Alfred Schiefer (links) und Ludwig Rubruck haben ehrenamtlich für ihre Rechte gekämpft, heute sind sie müde geworden.

Köln – „Wo hab ich dich denn? Du bist auf keinem einzigen Foto.“ Ludwig Rubruck blättert durch vergilbte Seiten seiner Fotoalben, und blickt dann zu Alfred Schiefer, der neben ihm sitzt. Das Seidenpapier knistert, Seite um Seite. Da ist zum Beispiel die alte Bordkarte der Deutschen Lufthansa, mit einem Firmenemblem, das seit rund 40 Jahren nicht mehr existiert. Für Rubruck scheint es erst gestern, vielleicht vorgestern gewesen zu sein, als er mit seinem Alfred an Bord ging, um Freunde in London zu besuchen. Seit 56 Jahren sind die beiden Kölner ein Paar, sie sind viel gereist in dieser Zeit.
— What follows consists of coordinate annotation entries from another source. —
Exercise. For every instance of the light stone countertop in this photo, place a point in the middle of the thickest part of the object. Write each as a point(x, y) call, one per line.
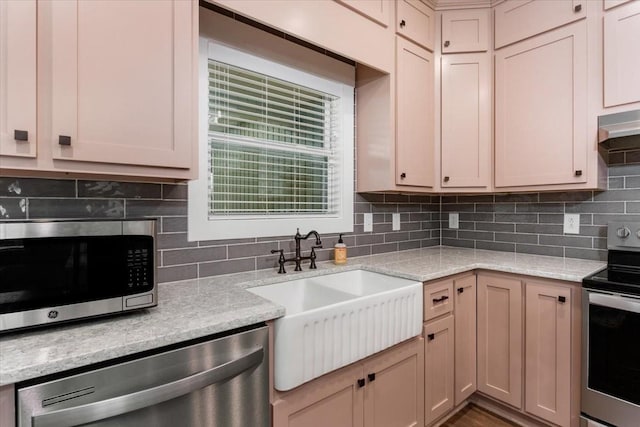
point(197, 308)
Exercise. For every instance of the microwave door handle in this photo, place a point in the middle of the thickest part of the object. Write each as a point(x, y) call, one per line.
point(119, 405)
point(617, 302)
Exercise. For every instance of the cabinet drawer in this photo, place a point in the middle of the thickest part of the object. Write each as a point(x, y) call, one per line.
point(517, 20)
point(415, 21)
point(438, 299)
point(465, 31)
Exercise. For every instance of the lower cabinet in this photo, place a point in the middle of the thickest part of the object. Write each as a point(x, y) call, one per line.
point(500, 338)
point(384, 390)
point(529, 340)
point(449, 344)
point(438, 368)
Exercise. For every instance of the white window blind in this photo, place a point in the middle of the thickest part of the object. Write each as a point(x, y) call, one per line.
point(272, 145)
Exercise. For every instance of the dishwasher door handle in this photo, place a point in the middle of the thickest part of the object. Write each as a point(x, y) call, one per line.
point(96, 411)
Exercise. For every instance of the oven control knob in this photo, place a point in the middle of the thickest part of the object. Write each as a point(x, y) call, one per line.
point(623, 232)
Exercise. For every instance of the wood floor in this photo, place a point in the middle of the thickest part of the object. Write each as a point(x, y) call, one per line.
point(474, 416)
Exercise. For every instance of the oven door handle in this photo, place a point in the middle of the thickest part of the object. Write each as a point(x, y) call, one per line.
point(617, 302)
point(119, 405)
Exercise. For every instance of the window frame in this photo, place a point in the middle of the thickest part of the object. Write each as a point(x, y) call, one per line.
point(200, 226)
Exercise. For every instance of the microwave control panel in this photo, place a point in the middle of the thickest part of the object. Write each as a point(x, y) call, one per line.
point(139, 272)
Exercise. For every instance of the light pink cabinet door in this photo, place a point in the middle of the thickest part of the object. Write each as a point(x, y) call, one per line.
point(465, 30)
point(541, 110)
point(465, 338)
point(500, 338)
point(335, 399)
point(415, 21)
point(18, 78)
point(548, 356)
point(517, 20)
point(394, 391)
point(122, 81)
point(414, 115)
point(622, 55)
point(465, 143)
point(439, 368)
point(376, 10)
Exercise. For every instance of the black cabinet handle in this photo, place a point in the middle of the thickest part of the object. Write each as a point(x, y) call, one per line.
point(20, 135)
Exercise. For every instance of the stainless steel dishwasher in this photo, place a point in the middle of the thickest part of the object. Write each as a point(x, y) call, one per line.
point(222, 382)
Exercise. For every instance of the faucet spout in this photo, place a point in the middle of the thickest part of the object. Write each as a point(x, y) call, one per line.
point(315, 233)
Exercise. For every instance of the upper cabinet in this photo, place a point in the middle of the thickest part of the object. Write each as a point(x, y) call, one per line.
point(465, 30)
point(18, 78)
point(376, 10)
point(621, 57)
point(541, 110)
point(415, 21)
point(517, 20)
point(120, 91)
point(414, 117)
point(116, 87)
point(465, 141)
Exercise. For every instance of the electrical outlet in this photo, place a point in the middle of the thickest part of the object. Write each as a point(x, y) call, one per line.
point(571, 224)
point(368, 222)
point(454, 220)
point(395, 222)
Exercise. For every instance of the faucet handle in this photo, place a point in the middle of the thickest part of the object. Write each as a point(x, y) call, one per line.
point(313, 256)
point(281, 260)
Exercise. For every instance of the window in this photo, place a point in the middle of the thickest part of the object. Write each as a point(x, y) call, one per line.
point(276, 149)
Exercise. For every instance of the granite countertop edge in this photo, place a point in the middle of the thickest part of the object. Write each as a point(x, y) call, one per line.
point(201, 307)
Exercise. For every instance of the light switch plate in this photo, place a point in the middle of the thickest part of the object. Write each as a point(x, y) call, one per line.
point(368, 222)
point(454, 220)
point(395, 222)
point(571, 224)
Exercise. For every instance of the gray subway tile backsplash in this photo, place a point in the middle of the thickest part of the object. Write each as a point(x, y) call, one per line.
point(523, 223)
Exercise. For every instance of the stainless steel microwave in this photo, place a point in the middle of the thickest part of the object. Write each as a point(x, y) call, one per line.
point(58, 271)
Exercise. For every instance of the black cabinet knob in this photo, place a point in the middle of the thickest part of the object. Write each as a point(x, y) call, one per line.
point(20, 135)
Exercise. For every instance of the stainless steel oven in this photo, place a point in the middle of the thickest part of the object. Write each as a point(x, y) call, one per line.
point(56, 271)
point(611, 333)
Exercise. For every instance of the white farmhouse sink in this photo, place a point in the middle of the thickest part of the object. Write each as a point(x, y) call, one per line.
point(337, 319)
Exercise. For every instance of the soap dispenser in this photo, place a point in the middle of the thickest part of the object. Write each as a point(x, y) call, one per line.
point(340, 252)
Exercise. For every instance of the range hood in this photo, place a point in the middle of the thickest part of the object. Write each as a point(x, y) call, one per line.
point(619, 131)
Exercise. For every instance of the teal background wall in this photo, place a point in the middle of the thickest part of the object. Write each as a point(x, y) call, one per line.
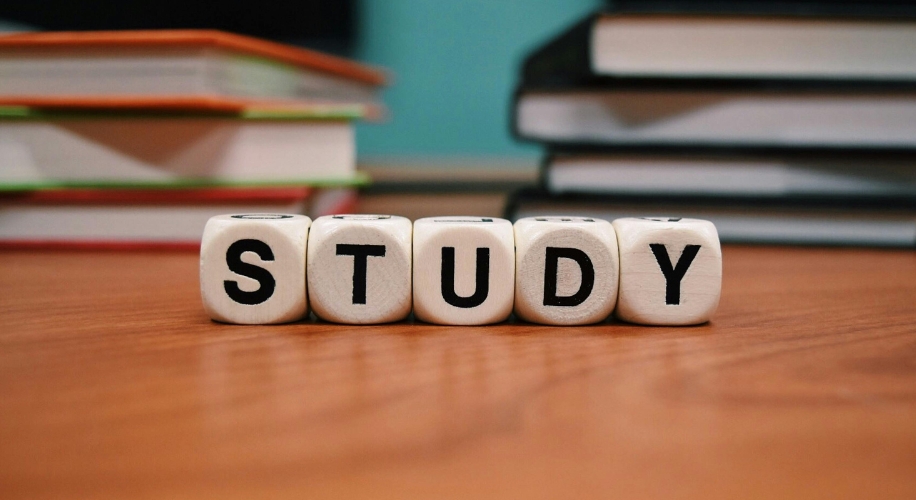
point(455, 65)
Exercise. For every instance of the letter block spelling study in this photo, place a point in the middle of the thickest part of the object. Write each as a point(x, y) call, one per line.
point(359, 268)
point(566, 270)
point(552, 270)
point(252, 268)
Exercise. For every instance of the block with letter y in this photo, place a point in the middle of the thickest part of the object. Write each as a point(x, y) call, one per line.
point(464, 270)
point(670, 270)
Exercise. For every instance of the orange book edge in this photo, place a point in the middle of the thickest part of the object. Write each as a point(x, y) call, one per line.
point(241, 44)
point(190, 196)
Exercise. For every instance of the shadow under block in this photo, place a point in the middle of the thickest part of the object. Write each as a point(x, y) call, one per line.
point(566, 270)
point(360, 268)
point(670, 270)
point(252, 268)
point(464, 270)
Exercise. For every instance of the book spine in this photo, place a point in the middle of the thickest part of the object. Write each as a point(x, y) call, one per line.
point(566, 60)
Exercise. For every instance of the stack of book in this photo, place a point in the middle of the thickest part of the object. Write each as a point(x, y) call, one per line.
point(134, 139)
point(782, 122)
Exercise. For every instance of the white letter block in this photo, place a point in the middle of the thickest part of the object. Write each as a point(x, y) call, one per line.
point(359, 268)
point(566, 270)
point(670, 270)
point(252, 268)
point(464, 270)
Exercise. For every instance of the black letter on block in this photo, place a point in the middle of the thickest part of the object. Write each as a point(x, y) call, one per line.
point(361, 254)
point(673, 276)
point(551, 264)
point(448, 279)
point(261, 275)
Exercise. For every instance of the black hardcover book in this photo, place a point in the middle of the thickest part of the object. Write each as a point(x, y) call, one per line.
point(789, 43)
point(803, 220)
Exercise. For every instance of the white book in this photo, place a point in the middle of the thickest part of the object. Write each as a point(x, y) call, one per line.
point(718, 118)
point(761, 176)
point(154, 68)
point(162, 150)
point(729, 46)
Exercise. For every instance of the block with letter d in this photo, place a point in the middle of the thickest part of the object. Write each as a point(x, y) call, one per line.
point(670, 270)
point(252, 268)
point(359, 268)
point(566, 270)
point(463, 270)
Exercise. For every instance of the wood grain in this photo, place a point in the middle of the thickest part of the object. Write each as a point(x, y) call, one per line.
point(114, 384)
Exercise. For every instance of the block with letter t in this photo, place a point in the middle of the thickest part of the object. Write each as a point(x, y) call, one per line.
point(463, 270)
point(670, 270)
point(359, 268)
point(252, 268)
point(566, 270)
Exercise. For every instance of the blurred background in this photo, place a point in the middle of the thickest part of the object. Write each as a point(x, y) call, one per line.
point(453, 64)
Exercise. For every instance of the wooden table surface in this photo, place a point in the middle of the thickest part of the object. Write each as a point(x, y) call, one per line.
point(114, 384)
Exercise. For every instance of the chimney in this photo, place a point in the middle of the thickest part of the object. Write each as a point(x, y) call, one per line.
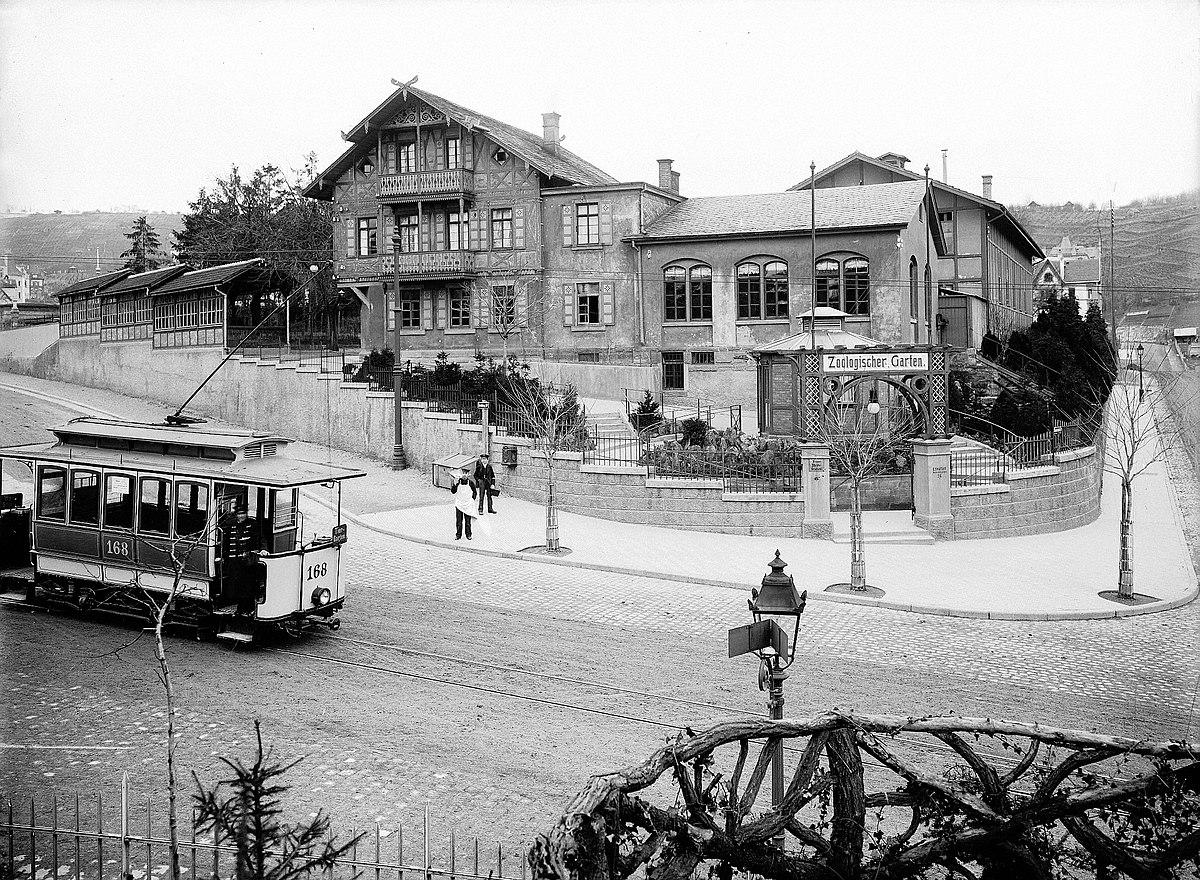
point(665, 174)
point(550, 135)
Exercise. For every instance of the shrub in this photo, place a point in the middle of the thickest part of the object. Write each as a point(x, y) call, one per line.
point(694, 431)
point(646, 413)
point(445, 372)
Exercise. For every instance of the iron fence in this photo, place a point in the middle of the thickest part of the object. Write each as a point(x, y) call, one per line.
point(72, 839)
point(976, 467)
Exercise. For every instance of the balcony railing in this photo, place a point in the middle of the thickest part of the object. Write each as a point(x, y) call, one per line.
point(431, 263)
point(413, 184)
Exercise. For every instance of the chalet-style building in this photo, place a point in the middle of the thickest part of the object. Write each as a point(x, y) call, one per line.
point(985, 277)
point(461, 233)
point(730, 274)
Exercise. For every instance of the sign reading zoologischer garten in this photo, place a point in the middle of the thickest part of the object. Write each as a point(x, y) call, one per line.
point(875, 361)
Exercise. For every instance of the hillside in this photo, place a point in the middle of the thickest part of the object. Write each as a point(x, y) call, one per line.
point(1156, 251)
point(49, 244)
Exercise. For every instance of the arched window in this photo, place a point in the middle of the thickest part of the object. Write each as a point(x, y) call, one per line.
point(913, 292)
point(762, 291)
point(688, 293)
point(675, 293)
point(749, 289)
point(700, 293)
point(844, 282)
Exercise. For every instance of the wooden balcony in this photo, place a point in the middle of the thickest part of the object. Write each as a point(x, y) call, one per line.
point(431, 264)
point(413, 185)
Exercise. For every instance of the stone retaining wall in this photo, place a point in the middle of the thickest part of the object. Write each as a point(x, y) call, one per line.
point(627, 495)
point(1053, 498)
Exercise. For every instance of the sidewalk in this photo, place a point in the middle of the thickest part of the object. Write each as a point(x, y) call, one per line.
point(1049, 576)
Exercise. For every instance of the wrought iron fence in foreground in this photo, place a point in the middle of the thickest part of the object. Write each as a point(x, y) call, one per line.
point(61, 840)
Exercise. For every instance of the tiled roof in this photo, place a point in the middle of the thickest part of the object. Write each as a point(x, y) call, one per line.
point(95, 283)
point(847, 207)
point(1083, 270)
point(557, 163)
point(210, 276)
point(150, 279)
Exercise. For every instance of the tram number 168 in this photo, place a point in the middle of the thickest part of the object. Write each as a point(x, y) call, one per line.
point(118, 548)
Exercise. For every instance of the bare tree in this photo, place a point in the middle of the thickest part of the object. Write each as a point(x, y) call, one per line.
point(1135, 441)
point(864, 440)
point(555, 421)
point(160, 605)
point(1023, 802)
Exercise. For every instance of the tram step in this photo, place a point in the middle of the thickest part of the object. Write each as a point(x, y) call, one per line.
point(233, 635)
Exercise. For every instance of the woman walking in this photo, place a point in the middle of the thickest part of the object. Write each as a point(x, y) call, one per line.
point(465, 494)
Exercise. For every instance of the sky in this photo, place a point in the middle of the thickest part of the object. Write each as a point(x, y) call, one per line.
point(126, 103)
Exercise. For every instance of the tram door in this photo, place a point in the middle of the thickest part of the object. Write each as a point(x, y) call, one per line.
point(241, 510)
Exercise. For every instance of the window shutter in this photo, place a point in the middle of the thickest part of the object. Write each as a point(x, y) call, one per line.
point(521, 295)
point(483, 305)
point(439, 231)
point(568, 304)
point(439, 154)
point(426, 243)
point(568, 226)
point(606, 222)
point(474, 231)
point(519, 228)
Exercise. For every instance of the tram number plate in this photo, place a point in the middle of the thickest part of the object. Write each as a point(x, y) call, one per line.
point(118, 548)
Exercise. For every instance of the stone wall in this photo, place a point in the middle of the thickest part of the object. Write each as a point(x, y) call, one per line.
point(880, 492)
point(297, 401)
point(1051, 498)
point(627, 495)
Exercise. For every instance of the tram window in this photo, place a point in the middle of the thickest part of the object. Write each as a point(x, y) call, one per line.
point(154, 510)
point(118, 501)
point(85, 497)
point(191, 508)
point(52, 494)
point(285, 509)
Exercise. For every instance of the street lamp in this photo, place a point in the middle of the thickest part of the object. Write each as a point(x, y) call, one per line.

Heute sitzen sie einträchtig auf ihrem grauen Sofa in der Südstadt und schauen lächelnd auf die alten Bilder. Immer mal wieder blitzt eine Erinnerung auf, dann unterbrechen sie sich gegenseitig in ihren Erzählungen. Meist ist es der 81-jährige Schiefer, der sich mit erhobener Stimme gegen den 83-jährigen Rubruck durchsetzt. Dabei wirkt der ältere Herr robust und willensstark, Rubruck eher still, er lässt seinem Partner gerne den Vortritt. „Warum bist du nie auf einem Foto?“, fragt Rubruck noch einmal. „Das weiß ich doch nicht, du bist doch der Fotograf in der Familie“, kontert Schiefer. Und schießt in kölschem Dialekt hinterher: „Warst mit deiner Linse wahrscheinlich wieder hinter anderen Jungs her.“

Als im August 2001 das Gesetz zur Lebenspartnerschaft in Kraft trat, waren sie eines der ersten Paare, das sich das „Ja-Wort“ zur sogenannten Homo-Ehe gab. Der damalige Regierungspräsident Jürgen Roters traute sie, doch Schiefer geriet mit ihm aneinander. „Der wollte Werbung für seine SPD machen. So nach dem Motto: Ist das nicht toll, was die SPD für Sie getan hat“, erklärt Schiefer mit ernster Miene. „Da hab ich gesagt: »Gar nix haben sie getan! Wir haben das hier möglich gemacht!« Ich bin nämlich ein Fighter. Wenn mir einer blöd kommt, kriegt er blöd zurück“, sagt er mit Nachdruck und wirkt dabei wie ein Mann, der um seine Art zu leben kämpfen musste. In seinem Blick liegt Stolz, in seinem Gesicht aber auch eine gewisse Härte. All das, was sie heute haben, ist hart erarbeitet. Winzige Schritte auf einem langen Weg, der noch nicht vollendet ist.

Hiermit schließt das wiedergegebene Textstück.